Drag & drop UI to build your customized LLM flow using LangchainJS

⚡Quick Start

Download and Install NodeJS >= 18.15.0

🐳 Docker

Docker Compose

Docker Image

👨‍💻 Developers

Flowise has 3 different modules in a single mono repository.

Prerequisite

Setup

🔒 Authentication

To enable app level authentication, add FLOWISE_USERNAME and FLOWISE_PASSWORD to the .env file in packages/server:

FLOWISE_USERNAME=user

FLOWISE_PASSWORD=1234


📖 Documentation

Flowise Docs

🌐 Self Host

💻 Cloud Hosted

Coming soon

🙋 Support

Feel free to ask any questions, raise problems, and request new features in discussion

🙌 Contributing

See contributing guide. Reach out to us at Discord if you have any questions or issues. 

📄 License

Source code in this repository is made available under the MIT License.


Flowise AI

ALL 5 STAR AI.IO PAGE STUDY

How AI and IoT are Creating An Impact On Industries Today


HELLO AND WELCOME  TO THE 


5 STAR AI.IOT TOOLS FOR YOUR BUSINESS


ARE NEW WEBSITE IS ABOUT 5 STAR AI and io’t TOOLS on the net.

We prevaid you the best

Artificial Intelligence  tools and services that can be used to create and improve BUSINESS websites AND CHANNELS .

This site is  includes tools for creating interactive visuals, animations, and videos.

 as well as tools for SEO, marketing, and web development.

 It also includes tools for creating and editing text, images, and audio. The website is intended to provide users with a comprehensive list of AI-based tools to help them create and improve their business.

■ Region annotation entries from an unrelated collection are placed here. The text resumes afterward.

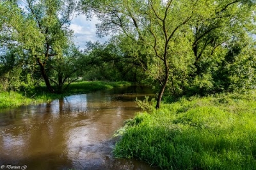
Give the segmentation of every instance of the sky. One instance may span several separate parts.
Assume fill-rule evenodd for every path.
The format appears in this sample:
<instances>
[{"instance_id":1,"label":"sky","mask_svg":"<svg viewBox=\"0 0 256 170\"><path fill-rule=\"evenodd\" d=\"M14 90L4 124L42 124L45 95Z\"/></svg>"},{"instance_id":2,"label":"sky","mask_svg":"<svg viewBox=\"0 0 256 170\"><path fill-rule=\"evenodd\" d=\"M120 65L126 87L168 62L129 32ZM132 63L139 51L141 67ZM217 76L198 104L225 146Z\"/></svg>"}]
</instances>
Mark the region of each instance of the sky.
<instances>
[{"instance_id":1,"label":"sky","mask_svg":"<svg viewBox=\"0 0 256 170\"><path fill-rule=\"evenodd\" d=\"M74 31L74 42L80 49L83 50L86 47L87 42L99 41L103 43L109 39L109 37L97 37L95 24L99 22L96 17L93 17L90 20L82 15L73 18L69 28Z\"/></svg>"}]
</instances>

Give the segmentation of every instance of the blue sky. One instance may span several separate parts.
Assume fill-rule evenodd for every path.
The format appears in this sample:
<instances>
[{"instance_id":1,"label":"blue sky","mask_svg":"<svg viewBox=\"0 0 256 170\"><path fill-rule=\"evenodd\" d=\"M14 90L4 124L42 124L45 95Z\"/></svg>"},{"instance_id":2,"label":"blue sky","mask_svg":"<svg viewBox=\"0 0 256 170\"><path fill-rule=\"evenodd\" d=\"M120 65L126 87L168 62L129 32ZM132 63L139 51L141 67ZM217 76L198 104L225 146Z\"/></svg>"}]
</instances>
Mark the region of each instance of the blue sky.
<instances>
[{"instance_id":1,"label":"blue sky","mask_svg":"<svg viewBox=\"0 0 256 170\"><path fill-rule=\"evenodd\" d=\"M74 17L70 29L74 31L75 43L80 49L85 48L87 42L104 42L108 40L108 37L99 38L96 36L95 24L99 22L96 17L93 17L90 20L87 20L86 17L82 15Z\"/></svg>"}]
</instances>

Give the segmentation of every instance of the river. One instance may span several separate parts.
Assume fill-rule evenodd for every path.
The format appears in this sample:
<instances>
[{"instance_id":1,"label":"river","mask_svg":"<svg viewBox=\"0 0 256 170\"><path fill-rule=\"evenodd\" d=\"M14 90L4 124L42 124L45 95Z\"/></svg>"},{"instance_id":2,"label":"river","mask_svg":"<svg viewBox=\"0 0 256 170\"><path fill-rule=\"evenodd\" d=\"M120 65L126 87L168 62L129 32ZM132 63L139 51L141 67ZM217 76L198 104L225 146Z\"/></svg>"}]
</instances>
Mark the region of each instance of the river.
<instances>
[{"instance_id":1,"label":"river","mask_svg":"<svg viewBox=\"0 0 256 170\"><path fill-rule=\"evenodd\" d=\"M136 97L150 95L129 87L0 110L0 168L156 169L111 153L114 132L140 110Z\"/></svg>"}]
</instances>

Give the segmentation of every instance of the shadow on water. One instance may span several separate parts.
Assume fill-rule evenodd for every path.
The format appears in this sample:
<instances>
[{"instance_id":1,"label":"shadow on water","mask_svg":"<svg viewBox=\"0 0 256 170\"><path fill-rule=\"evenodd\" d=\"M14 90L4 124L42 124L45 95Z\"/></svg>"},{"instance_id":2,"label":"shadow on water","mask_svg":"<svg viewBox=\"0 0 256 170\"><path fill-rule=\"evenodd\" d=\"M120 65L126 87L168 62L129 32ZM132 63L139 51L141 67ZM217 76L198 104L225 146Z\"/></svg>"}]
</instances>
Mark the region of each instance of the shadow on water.
<instances>
[{"instance_id":1,"label":"shadow on water","mask_svg":"<svg viewBox=\"0 0 256 170\"><path fill-rule=\"evenodd\" d=\"M152 95L150 89L115 89L0 110L0 166L156 169L136 160L115 158L111 153L114 132L140 111L135 98L145 95Z\"/></svg>"}]
</instances>

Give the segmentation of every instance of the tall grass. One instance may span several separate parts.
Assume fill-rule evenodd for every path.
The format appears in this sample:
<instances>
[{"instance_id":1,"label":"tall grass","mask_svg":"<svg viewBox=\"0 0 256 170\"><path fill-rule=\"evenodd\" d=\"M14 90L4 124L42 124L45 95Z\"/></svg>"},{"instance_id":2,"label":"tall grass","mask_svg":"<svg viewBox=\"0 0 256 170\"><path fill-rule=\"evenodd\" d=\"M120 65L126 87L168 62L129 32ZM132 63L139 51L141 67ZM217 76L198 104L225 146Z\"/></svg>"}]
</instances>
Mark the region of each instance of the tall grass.
<instances>
[{"instance_id":1,"label":"tall grass","mask_svg":"<svg viewBox=\"0 0 256 170\"><path fill-rule=\"evenodd\" d=\"M182 98L127 121L114 153L163 169L256 169L256 93Z\"/></svg>"},{"instance_id":2,"label":"tall grass","mask_svg":"<svg viewBox=\"0 0 256 170\"><path fill-rule=\"evenodd\" d=\"M1 92L0 108L49 102L67 95L88 93L98 90L130 85L131 84L127 82L84 81L71 84L67 90L63 91L61 94L49 93L45 86L38 87L31 89L29 91Z\"/></svg>"},{"instance_id":3,"label":"tall grass","mask_svg":"<svg viewBox=\"0 0 256 170\"><path fill-rule=\"evenodd\" d=\"M0 93L0 108L28 104L31 102L32 99L17 91Z\"/></svg>"}]
</instances>

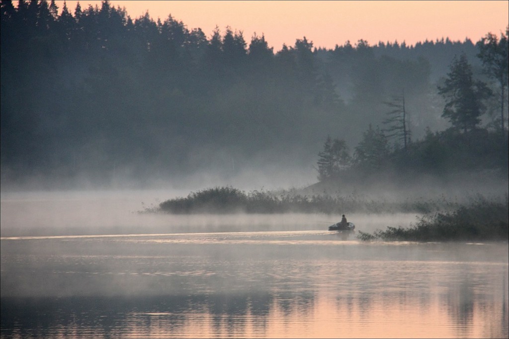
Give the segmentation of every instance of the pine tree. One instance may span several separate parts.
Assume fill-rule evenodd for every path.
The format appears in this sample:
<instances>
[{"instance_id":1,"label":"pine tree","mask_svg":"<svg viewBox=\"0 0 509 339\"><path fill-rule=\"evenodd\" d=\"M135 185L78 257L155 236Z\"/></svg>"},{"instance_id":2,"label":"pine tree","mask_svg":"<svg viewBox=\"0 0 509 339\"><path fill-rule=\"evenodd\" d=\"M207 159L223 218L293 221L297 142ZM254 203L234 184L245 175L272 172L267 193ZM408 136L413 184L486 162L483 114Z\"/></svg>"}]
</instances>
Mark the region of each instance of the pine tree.
<instances>
[{"instance_id":1,"label":"pine tree","mask_svg":"<svg viewBox=\"0 0 509 339\"><path fill-rule=\"evenodd\" d=\"M438 86L438 90L446 102L442 116L459 130L474 129L484 112L483 101L491 91L486 83L474 79L472 66L465 54L459 59L455 58L443 86Z\"/></svg>"}]
</instances>

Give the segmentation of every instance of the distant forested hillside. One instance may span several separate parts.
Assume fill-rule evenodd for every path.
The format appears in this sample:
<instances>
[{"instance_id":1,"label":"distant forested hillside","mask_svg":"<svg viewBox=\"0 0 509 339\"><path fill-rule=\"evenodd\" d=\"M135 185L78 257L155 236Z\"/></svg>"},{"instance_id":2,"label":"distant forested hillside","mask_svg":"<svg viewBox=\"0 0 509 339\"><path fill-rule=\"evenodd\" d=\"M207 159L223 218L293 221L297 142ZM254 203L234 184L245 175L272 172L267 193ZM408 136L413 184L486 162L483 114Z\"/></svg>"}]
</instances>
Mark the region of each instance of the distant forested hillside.
<instances>
[{"instance_id":1,"label":"distant forested hillside","mask_svg":"<svg viewBox=\"0 0 509 339\"><path fill-rule=\"evenodd\" d=\"M3 186L291 171L315 165L328 136L354 150L383 127L394 98L404 97L411 141L434 142L451 125L437 87L460 55L498 88L478 41L338 41L328 50L302 37L274 50L263 35L204 32L169 13L131 18L107 1L3 1L1 9ZM500 123L492 97L478 126L487 131Z\"/></svg>"}]
</instances>

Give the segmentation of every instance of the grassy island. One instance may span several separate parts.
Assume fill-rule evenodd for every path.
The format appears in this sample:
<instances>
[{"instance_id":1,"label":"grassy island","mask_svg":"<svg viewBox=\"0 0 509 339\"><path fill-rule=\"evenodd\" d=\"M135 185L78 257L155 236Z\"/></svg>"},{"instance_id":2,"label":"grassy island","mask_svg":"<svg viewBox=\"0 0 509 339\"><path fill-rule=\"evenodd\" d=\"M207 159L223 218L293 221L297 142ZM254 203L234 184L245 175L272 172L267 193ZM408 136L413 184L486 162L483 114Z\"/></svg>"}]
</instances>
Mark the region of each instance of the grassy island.
<instances>
[{"instance_id":1,"label":"grassy island","mask_svg":"<svg viewBox=\"0 0 509 339\"><path fill-rule=\"evenodd\" d=\"M304 194L295 191L275 193L253 190L245 192L229 187L216 187L192 192L185 197L170 199L146 212L183 214L231 214L316 213L426 213L443 208L451 208L457 204L444 199L436 201L416 200L392 202L368 199L354 194Z\"/></svg>"},{"instance_id":2,"label":"grassy island","mask_svg":"<svg viewBox=\"0 0 509 339\"><path fill-rule=\"evenodd\" d=\"M254 190L246 193L236 188L216 187L193 192L185 197L166 200L148 208L148 213L231 214L317 213L411 213L422 215L409 227L388 227L373 234L357 231L364 241L507 241L509 204L479 195L467 203L445 198L393 202L363 199L353 195L306 195L295 192L275 193Z\"/></svg>"},{"instance_id":3,"label":"grassy island","mask_svg":"<svg viewBox=\"0 0 509 339\"><path fill-rule=\"evenodd\" d=\"M359 232L363 240L444 241L505 241L509 238L509 205L480 197L453 211L428 213L409 228L387 227L371 234Z\"/></svg>"}]
</instances>

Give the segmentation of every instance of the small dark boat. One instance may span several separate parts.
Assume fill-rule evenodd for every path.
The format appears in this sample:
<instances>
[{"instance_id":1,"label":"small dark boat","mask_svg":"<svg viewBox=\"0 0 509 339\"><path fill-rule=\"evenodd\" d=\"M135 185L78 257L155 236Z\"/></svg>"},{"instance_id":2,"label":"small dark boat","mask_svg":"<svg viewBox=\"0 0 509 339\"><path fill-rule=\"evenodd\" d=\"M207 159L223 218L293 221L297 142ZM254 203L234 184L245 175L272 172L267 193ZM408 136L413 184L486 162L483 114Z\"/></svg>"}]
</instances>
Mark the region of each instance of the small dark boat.
<instances>
[{"instance_id":1,"label":"small dark boat","mask_svg":"<svg viewBox=\"0 0 509 339\"><path fill-rule=\"evenodd\" d=\"M353 231L355 229L353 222L347 222L346 224L338 222L329 227L329 231Z\"/></svg>"}]
</instances>

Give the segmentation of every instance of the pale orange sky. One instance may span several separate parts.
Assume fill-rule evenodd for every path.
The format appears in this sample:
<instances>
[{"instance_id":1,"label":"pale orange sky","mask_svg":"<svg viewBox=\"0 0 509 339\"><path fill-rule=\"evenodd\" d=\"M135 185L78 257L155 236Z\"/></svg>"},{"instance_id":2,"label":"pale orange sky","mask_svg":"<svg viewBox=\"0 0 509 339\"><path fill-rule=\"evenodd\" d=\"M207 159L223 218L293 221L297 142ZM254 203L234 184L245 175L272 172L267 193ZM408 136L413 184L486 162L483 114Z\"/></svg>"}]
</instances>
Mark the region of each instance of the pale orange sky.
<instances>
[{"instance_id":1,"label":"pale orange sky","mask_svg":"<svg viewBox=\"0 0 509 339\"><path fill-rule=\"evenodd\" d=\"M62 9L63 1L56 1ZM67 1L74 13L76 1ZM83 9L101 1L80 2ZM189 30L209 38L215 26L241 31L246 42L263 34L274 51L306 37L315 47L333 48L360 39L414 45L448 37L475 43L488 32L497 36L509 23L509 1L110 1L135 19L147 11L155 20L171 14Z\"/></svg>"}]
</instances>

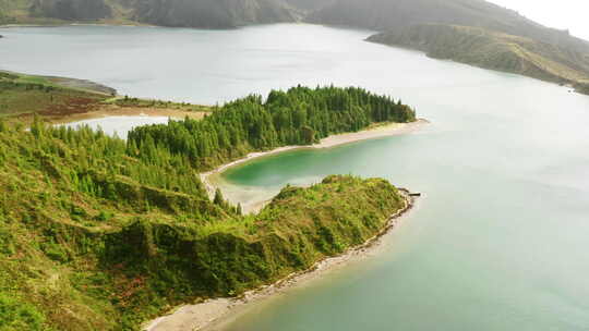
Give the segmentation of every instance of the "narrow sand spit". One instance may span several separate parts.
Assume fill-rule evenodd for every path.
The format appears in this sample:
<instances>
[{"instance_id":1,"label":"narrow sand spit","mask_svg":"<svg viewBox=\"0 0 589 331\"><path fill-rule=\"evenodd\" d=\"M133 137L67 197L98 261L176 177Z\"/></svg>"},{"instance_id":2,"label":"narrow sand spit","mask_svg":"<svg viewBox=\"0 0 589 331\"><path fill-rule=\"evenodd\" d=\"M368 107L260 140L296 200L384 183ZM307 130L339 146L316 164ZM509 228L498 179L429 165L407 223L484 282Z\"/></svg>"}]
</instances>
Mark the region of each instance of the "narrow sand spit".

https://studio.d-id.com/share?id=078f9242d5185a9494e00852e89e17f7&utm_source=copy

This website is a collection of Artificial Intelligence (AI) tools and services that can be used to create and improve websites. It includes tools for creating interactive visuals, animations, and videos, as well as tools for SEO, marketing, and web development. It also includes tools for creating and editing text, images, and audio. The website is intended to provide users with a comprehensive list of AI-based tools to help them create and improve their websites.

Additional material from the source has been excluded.